# Can't make hidden folder unhidden?



## m_scrag (Jun 2, 2010)

Hello hello.

Sooo, I stupidly made this folder hidden:
C:\Documents and Settings\*User* (me.)

Then, a whole bunch of shortcuts on my desktop disappeared, same with programs on my start menu... and I can only launch certain programs through the "run..." box. Which all makes sense.

But I can't make it unhidden? I went into Documents and Settings, then to Tools > Folder Options > View, and checked "show hidden files and folders." Then I clicked apply, and ok. But still couldn't see it. Then when I went back to the view options it was back to "do not show hidden files and folders" being checked.

Obviously I just want to do this so I can go to properties and stop it being hidden. But I can't find it!

I'm able to change this setting in other folders just fine.

Can anyone help me out?


----------



## Neon Black (Jun 1, 2010)

Try going tools>folder options>view tab>tick "show hiden files and folders" and untick "hide protected operating system files (recommended)" then hit apply and ok. Then to double check that it took go back in and make sure they are still as above.

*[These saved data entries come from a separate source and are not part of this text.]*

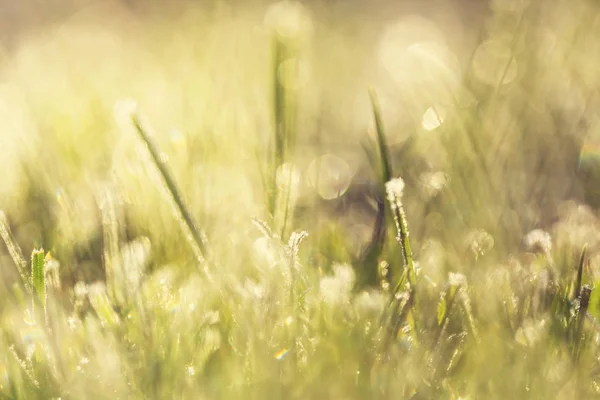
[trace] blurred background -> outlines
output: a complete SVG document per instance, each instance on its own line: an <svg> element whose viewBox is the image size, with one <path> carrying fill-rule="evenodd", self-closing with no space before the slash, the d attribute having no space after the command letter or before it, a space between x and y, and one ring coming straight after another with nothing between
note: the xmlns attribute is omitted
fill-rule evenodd
<svg viewBox="0 0 600 400"><path fill-rule="evenodd" d="M0 0L0 10L0 209L24 253L51 250L66 282L102 279L106 193L126 238L148 237L157 264L189 263L127 119L132 101L223 264L250 257L251 218L268 220L274 76L294 104L292 226L311 233L323 265L360 257L373 234L369 87L431 279L449 265L485 271L533 229L578 249L598 230L592 1ZM291 49L275 67L274 36ZM451 250L439 256L442 244ZM17 279L2 273L1 285Z"/></svg>

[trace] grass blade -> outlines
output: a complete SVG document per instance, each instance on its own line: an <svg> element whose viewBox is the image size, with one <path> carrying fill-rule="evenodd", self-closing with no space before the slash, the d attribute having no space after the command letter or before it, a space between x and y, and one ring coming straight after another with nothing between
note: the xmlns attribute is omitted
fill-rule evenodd
<svg viewBox="0 0 600 400"><path fill-rule="evenodd" d="M581 249L581 255L579 256L579 265L577 266L577 278L575 279L575 288L573 292L573 298L579 298L581 292L581 281L583 280L583 267L585 265L585 253L587 246L583 246Z"/></svg>
<svg viewBox="0 0 600 400"><path fill-rule="evenodd" d="M379 167L377 164L377 152L371 148L371 141L365 140L361 143L365 154L375 171L378 171L380 192L385 193L385 183L392 179L392 164L390 161L389 149L385 138L385 128L383 118L381 116L381 107L379 100L373 89L369 90L371 106L373 108L373 118L375 120L375 131L377 138L377 149L379 153ZM379 264L379 256L383 251L384 242L387 232L387 224L385 219L385 204L384 201L377 201L377 214L375 217L375 225L371 234L371 240L366 247L360 260L362 263L362 274L364 278L362 282L365 285L374 285L377 283L377 266Z"/></svg>
<svg viewBox="0 0 600 400"><path fill-rule="evenodd" d="M110 190L105 190L102 194L100 215L107 292L112 300L119 304L124 304L125 279L119 249L119 222L116 199Z"/></svg>
<svg viewBox="0 0 600 400"><path fill-rule="evenodd" d="M277 208L277 168L285 161L285 88L279 80L279 66L284 61L285 47L277 37L273 39L273 154L271 166L271 187L269 188L269 214L275 218Z"/></svg>
<svg viewBox="0 0 600 400"><path fill-rule="evenodd" d="M369 96L371 98L371 106L373 107L373 117L375 118L375 133L377 134L377 146L379 148L379 159L381 161L381 185L390 181L393 177L392 163L390 160L389 147L387 145L387 139L385 136L385 127L383 125L383 118L381 116L381 106L379 105L379 99L375 94L375 90L369 89Z"/></svg>
<svg viewBox="0 0 600 400"><path fill-rule="evenodd" d="M181 214L183 221L185 222L185 225L191 232L194 243L196 244L196 246L198 247L198 250L200 252L199 256L201 256L202 258L205 258L207 255L207 252L206 252L206 244L204 242L203 236L200 232L200 229L198 228L198 225L194 221L194 218L192 217L192 213L189 211L188 207L186 206L186 204L183 200L183 195L179 191L179 188L175 182L175 178L173 177L173 174L171 174L171 170L169 169L169 167L167 166L165 161L161 158L160 152L158 150L158 146L154 143L154 141L152 140L152 138L150 137L150 135L148 134L146 129L142 126L142 123L141 123L139 117L137 115L133 114L131 116L131 120L133 122L135 130L139 134L142 141L146 144L146 147L148 148L148 151L150 152L150 155L152 156L152 160L154 161L154 164L158 168L158 170L163 178L163 181L164 181L165 185L167 186L167 189L171 193L171 197L173 198L175 205L177 207L177 210Z"/></svg>
<svg viewBox="0 0 600 400"><path fill-rule="evenodd" d="M31 253L31 280L34 299L37 298L46 313L46 276L44 265L44 249L36 249ZM35 300L34 300L35 303Z"/></svg>
<svg viewBox="0 0 600 400"><path fill-rule="evenodd" d="M13 259L13 262L17 266L17 270L19 271L19 275L21 275L25 289L31 293L31 279L27 274L27 261L25 261L25 257L23 257L21 247L19 247L13 238L10 227L8 226L8 221L6 220L6 214L4 214L2 210L0 210L0 236L2 236L2 240L4 240L8 252Z"/></svg>
<svg viewBox="0 0 600 400"><path fill-rule="evenodd" d="M450 285L445 291L444 295L442 296L442 299L440 300L437 315L438 326L435 332L435 338L433 340L432 348L437 346L437 344L440 341L442 332L444 331L444 328L446 327L446 323L448 321L448 316L450 315L452 307L454 306L456 294L458 293L460 288L460 285Z"/></svg>

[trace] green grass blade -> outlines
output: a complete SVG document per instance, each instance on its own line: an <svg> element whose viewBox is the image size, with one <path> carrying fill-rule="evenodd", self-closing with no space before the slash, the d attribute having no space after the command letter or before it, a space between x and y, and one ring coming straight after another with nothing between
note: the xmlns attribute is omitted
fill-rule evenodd
<svg viewBox="0 0 600 400"><path fill-rule="evenodd" d="M36 249L31 253L31 280L33 293L46 311L46 277L44 265L44 249Z"/></svg>
<svg viewBox="0 0 600 400"><path fill-rule="evenodd" d="M397 240L402 247L402 255L404 258L404 267L408 270L408 282L411 287L415 287L417 283L417 274L410 247L408 222L404 214L402 206L402 191L404 189L404 181L402 178L390 180L385 185L388 203L394 217L394 223L398 231Z"/></svg>
<svg viewBox="0 0 600 400"><path fill-rule="evenodd" d="M433 346L437 346L442 336L442 332L444 331L444 327L448 321L448 316L452 311L452 307L454 306L454 300L456 299L456 294L460 290L460 285L450 285L448 289L444 292L442 299L438 305L438 314L437 314L437 329L435 332L435 338L433 340Z"/></svg>
<svg viewBox="0 0 600 400"><path fill-rule="evenodd" d="M575 279L575 291L573 292L573 298L578 298L581 292L581 281L583 280L583 267L585 266L585 253L587 246L583 246L581 254L579 255L579 264L577 266L577 278Z"/></svg>
<svg viewBox="0 0 600 400"><path fill-rule="evenodd" d="M381 184L382 188L386 182L393 178L392 162L390 159L389 147L385 136L385 127L381 116L381 106L374 89L369 89L371 106L373 107L373 117L375 118L375 133L377 134L377 146L379 148L379 159L381 161Z"/></svg>
<svg viewBox="0 0 600 400"><path fill-rule="evenodd" d="M277 182L277 171L293 156L296 145L298 103L294 82L297 80L297 71L294 68L287 68L289 66L287 64L294 62L298 54L289 39L277 32L273 34L272 48L274 137L269 213L276 224L276 231L284 238L291 229L290 218L293 215L293 205L290 185L284 184L287 190L279 190L282 182ZM289 178L291 179L291 175Z"/></svg>
<svg viewBox="0 0 600 400"><path fill-rule="evenodd" d="M275 218L277 209L277 168L285 161L285 88L279 79L279 66L285 57L284 44L278 37L273 38L273 154L271 159L271 187L268 193L269 214Z"/></svg>
<svg viewBox="0 0 600 400"><path fill-rule="evenodd" d="M389 149L385 137L385 128L383 125L383 118L381 116L381 107L379 106L379 100L373 89L369 90L369 96L371 99L371 106L373 108L373 118L375 120L375 130L379 157L377 152L371 147L371 141L365 140L361 143L365 154L367 155L368 161L372 168L377 171L379 176L379 187L382 197L385 197L385 183L392 179L392 164L390 161ZM377 159L379 158L380 165L377 166ZM379 256L381 255L384 247L384 242L387 232L387 224L385 218L385 206L383 200L378 201L377 204L377 215L375 218L375 225L371 235L371 240L366 247L364 253L360 256L362 263L362 283L365 285L373 285L377 283L377 266L379 263Z"/></svg>
<svg viewBox="0 0 600 400"><path fill-rule="evenodd" d="M0 236L2 236L2 240L4 240L4 243L6 244L6 248L19 271L19 275L21 275L25 289L31 293L31 279L27 273L27 261L25 261L25 257L23 257L21 247L19 247L13 238L10 227L8 226L8 221L6 220L6 214L4 214L2 210L0 210Z"/></svg>
<svg viewBox="0 0 600 400"><path fill-rule="evenodd" d="M100 203L102 221L102 244L104 273L109 297L124 304L125 279L119 249L119 221L116 199L110 190L105 190Z"/></svg>
<svg viewBox="0 0 600 400"><path fill-rule="evenodd" d="M139 134L140 138L146 144L146 147L148 148L148 151L150 152L150 155L152 156L152 160L154 161L154 164L158 168L158 170L163 178L163 181L164 181L165 185L167 186L167 189L171 193L173 201L175 202L175 206L177 207L177 210L181 214L181 217L183 218L185 225L190 230L193 241L196 244L197 249L200 252L199 255L201 257L205 258L207 256L207 252L206 252L206 244L204 242L203 236L200 232L200 229L198 228L198 225L194 221L194 218L192 217L192 213L189 211L188 207L186 206L186 204L183 200L183 195L181 194L179 187L177 186L177 184L175 182L175 178L173 177L171 170L169 169L169 167L167 166L165 161L160 157L160 152L158 150L158 146L154 143L154 140L152 140L152 138L150 137L150 135L148 134L146 129L142 126L142 123L141 123L139 117L137 115L133 114L131 116L131 120L132 120L133 125L134 125L137 133Z"/></svg>

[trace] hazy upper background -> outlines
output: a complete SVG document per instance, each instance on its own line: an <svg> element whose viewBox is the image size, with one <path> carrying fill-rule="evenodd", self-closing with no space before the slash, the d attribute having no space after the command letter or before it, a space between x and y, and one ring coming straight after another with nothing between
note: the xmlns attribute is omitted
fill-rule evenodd
<svg viewBox="0 0 600 400"><path fill-rule="evenodd" d="M490 11L487 0L306 0L302 3L316 11L316 17L324 21L352 19L357 23L385 24L401 14L419 13L446 25L448 34L451 29L454 35L477 32ZM0 0L0 37L13 46L23 35L44 31L49 26L56 27L89 7L138 16L142 12L162 13L169 18L169 15L185 12L190 5L249 8L267 4L269 2L265 0ZM110 20L110 15L99 13L98 17Z"/></svg>
<svg viewBox="0 0 600 400"><path fill-rule="evenodd" d="M324 215L346 217L338 221L356 248L368 241L374 211L364 194L374 177L361 142L373 125L369 86L381 99L394 169L413 188L406 206L417 242L438 235L460 244L484 229L502 249L550 229L567 201L595 204L589 182L599 152L589 136L600 23L592 2L301 3L299 14L286 14L258 0L0 0L8 171L0 208L19 241L97 262L89 249L106 182L125 199L132 232L157 246L161 235L179 234L135 135L118 115L115 122L123 98L150 117L209 237L241 241L247 232L231 226L265 217L257 155L269 152L279 25L302 38L298 54L277 67L278 79L287 69L298 75L289 88L298 100L293 161L306 176L319 156L334 154L329 173L343 188L331 196L300 180L298 228L317 230L309 218L316 197ZM445 175L450 194L438 196L432 178ZM60 254L61 243L83 250Z"/></svg>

If so then try and unhide the folder. If not and you've made your documents private, depending on the version of windows XP you have you might have to take ownership of the folder.

Hope this helps.


----------



## Heakinakai (Jan 28, 2010)

Start > Run > CMD > in comand line enter:

*attrib "C:\Documents and Settings\User" -h*

Should unhide it


----------



## m_scrag (Jun 2, 2010)

Heakinakai said:


> Start > Run > CMD > in comand line enter:
> 
> *attrib "C:\Documents and Settings\User" -h*
> 
> Should unhide it


Thanks, that unhid the folder but I'm pretty sure most of what was in it is still hidden, and I still can't change the settings to view hidden files...

"My Documents" and "NTUSER.DAT" is all I can see.

Also, Hide protected OS files was already unchecked.

Those certain desktop icons and start menu folders are still gone.

:4-dontkno


----------



## Heakinakai (Jan 28, 2010)

Sorry that probably my fault, I should have told you the code for unhiding sub files and folders as well.

Start > Run > CMD > in comand line enter:

attrib "C:\Documents and Settings\User" -h /s

Should do sub folders as well.


----------



## m_scrag (Jun 2, 2010)

Sorry, this is a really old post and basically I'd given up on it, but this is causing more problems now...

I tried that extra bit, but it said parameter format was incorrect or something.

I think the particular problem was with the "-"

Thoroughly confused :s


----------



## Prophet (Oct 24, 2004)

hide the folder then run the attrib "C:\Documents and Settings\User" -h /s


----------



## TheOutcaste (Mar 19, 2009)

If you forget the quotes around the folder name, you'll get the *Parameter format not correct -* error.
There must be a space between *-h* and */s* also, or you'll get an *Invalid switch - -h/s* error


----------